When running on one of my Nvidia GPUs, the following code works well for n = 1000, 1400, 1800, and 2000, but it crashes for n = 1200 and 1600. Running the same code on a CPU works well for all tested n.

	sycl::queue q;
	const int n = 1000;  // n = 1200;
	std::vector<int> c(n*n);
	sycl::range<2> r(n, n);
	sycl::buffer cBuf(, r);

	q.submit([&](auto &h) {
		sycl::accessor cAcc(cBuf, h, sycl::write_only);
		h.parallel_for(r, [=](auto index) {
			cAcc[index] = 0; // crash

Hi @christoph.stamm,

Thanks for your report, I’ve confirmed that this happens on the 2024 release of oneAPI. I will try to reproduce it on the master branch as well.

Meanwhile, you can use USM, which shouldn’t have this problem, or you can try using buffers without the (pointer, range) constructor, then initialise the buffers on the device.
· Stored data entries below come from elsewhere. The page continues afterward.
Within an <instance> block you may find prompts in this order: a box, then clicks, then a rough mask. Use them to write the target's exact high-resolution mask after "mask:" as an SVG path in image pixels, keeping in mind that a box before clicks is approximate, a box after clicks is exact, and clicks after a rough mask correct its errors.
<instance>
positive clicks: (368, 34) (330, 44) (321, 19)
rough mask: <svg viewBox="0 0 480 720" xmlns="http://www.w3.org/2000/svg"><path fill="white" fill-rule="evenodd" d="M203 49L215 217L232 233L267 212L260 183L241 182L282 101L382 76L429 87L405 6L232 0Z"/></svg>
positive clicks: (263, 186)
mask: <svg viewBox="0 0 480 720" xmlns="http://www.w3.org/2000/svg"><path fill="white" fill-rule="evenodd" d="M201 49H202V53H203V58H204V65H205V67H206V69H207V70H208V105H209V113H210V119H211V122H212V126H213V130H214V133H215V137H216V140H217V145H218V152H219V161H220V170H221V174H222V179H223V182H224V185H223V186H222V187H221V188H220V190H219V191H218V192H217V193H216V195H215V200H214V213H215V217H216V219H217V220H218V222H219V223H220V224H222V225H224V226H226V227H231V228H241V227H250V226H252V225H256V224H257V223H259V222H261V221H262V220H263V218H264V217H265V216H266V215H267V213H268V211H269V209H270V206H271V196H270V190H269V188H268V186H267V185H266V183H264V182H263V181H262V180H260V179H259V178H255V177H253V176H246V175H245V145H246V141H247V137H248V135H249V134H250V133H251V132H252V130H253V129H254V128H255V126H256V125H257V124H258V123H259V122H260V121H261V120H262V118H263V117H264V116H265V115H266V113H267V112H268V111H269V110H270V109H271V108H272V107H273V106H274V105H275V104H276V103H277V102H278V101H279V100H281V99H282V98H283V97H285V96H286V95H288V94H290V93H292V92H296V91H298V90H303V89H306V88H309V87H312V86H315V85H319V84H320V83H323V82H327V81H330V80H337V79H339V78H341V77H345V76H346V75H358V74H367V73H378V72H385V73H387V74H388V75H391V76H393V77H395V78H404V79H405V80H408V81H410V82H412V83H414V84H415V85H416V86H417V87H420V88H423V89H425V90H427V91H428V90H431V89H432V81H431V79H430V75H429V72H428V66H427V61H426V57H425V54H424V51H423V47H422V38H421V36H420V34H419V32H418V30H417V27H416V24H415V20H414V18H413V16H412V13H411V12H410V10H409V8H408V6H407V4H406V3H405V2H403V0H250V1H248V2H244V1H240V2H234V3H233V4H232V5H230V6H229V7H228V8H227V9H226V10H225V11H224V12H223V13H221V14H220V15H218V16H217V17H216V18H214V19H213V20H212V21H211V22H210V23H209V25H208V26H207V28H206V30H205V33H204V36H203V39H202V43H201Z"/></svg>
As far as I can tell the problem is somewhere in the 2D copy code, but I’ve not been able to find out much more than that.

You can also use try/catch blocks and the queue exception handler to get more information when things like this happen in future, though CUDA has a bit of a habit of returning errors from previous launches through the next API call you make, which can confuse the issue a little.

Thank you for the report,

This isn’t a buffer specific issue, it is a problem with parallel_for when using a range. The problem has been fixed and parallel_for range works with any size in the open source intel/llvm. This fix will make its way into a release soon. Probably in 2024.2.
If you switch to using an nd_range kernel then there is no issue in the current release, so that might be a solution for now, unless you want to use the open source repo that already has the fix.
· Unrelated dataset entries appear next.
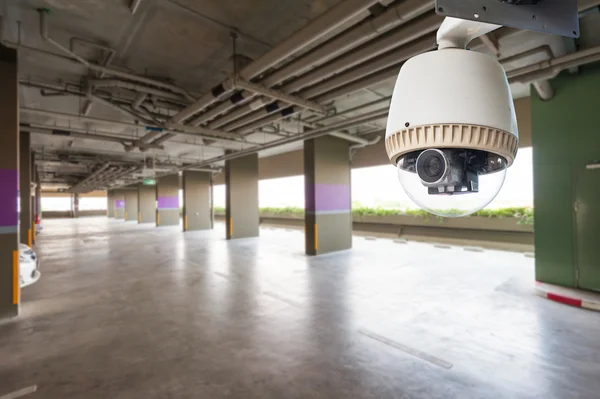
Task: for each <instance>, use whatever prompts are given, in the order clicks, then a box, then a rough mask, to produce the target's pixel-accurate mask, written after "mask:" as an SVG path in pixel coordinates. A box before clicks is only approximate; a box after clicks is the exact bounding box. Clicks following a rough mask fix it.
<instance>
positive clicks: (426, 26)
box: [281, 13, 443, 93]
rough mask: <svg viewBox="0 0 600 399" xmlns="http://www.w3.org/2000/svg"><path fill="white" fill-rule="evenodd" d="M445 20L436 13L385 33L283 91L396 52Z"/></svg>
mask: <svg viewBox="0 0 600 399" xmlns="http://www.w3.org/2000/svg"><path fill="white" fill-rule="evenodd" d="M442 21H443V18H442V17H440V16H439V15H437V14H435V13H431V14H427V15H424V16H423V17H420V18H418V19H417V20H415V21H414V22H412V23H410V24H406V25H403V26H401V27H399V28H398V29H396V30H394V31H391V32H389V33H387V34H384V35H382V36H381V37H379V38H377V39H375V40H373V41H371V42H369V43H367V44H365V45H363V46H361V47H360V48H358V49H356V50H354V51H351V52H349V53H347V54H344V55H343V56H341V57H339V58H337V59H335V60H334V61H332V62H330V63H328V64H326V65H325V66H323V67H321V68H316V69H314V70H312V71H311V72H309V73H307V74H305V75H302V76H301V77H300V78H298V79H295V80H293V81H292V82H290V83H288V84H285V85H283V86H282V87H281V91H283V92H286V93H293V92H296V91H299V90H301V89H303V88H305V87H307V86H310V85H313V84H315V83H317V82H320V81H322V80H325V79H327V78H329V77H331V76H333V75H334V74H337V73H340V72H341V71H345V70H347V69H350V68H352V67H354V66H357V65H359V64H361V63H363V62H365V61H367V60H369V59H372V58H374V57H377V56H379V55H381V54H384V53H386V52H388V51H390V50H392V49H395V48H397V47H400V46H403V45H406V44H409V43H410V42H412V41H414V40H417V39H419V38H421V37H422V36H424V35H426V34H428V33H432V32H435V31H436V30H437V29H438V28H439V27H440V25H441V24H442Z"/></svg>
Thanks a lot for your reply! nd_range works well and it gives a much better performance by specifying a useful local range.

Yes nd_range should pretty much always be used for gpu programming. I suspect that also for a program where you want it to be portable across gpu/cpus, it will make sense to use nd_range because

  • allows specification of ideal gpu work-group size (block size in cuda parlance) which is absolutely key for gpu performance.
  • Shouldn’t affect cpu implementation negatively irrespective of workgroup size.

For the second point I can’t stake my life on this because I’ve never tested this supposition myself, and it is possible that I am wrong, but I don’t think the concept of workgroup size really makes much sense for cpus generally and I guess that the implementation effectively ignores it. I think the subgroup maps more naturally onto the number of cpu threads allocated as the “device”, and this is set without user specification normally.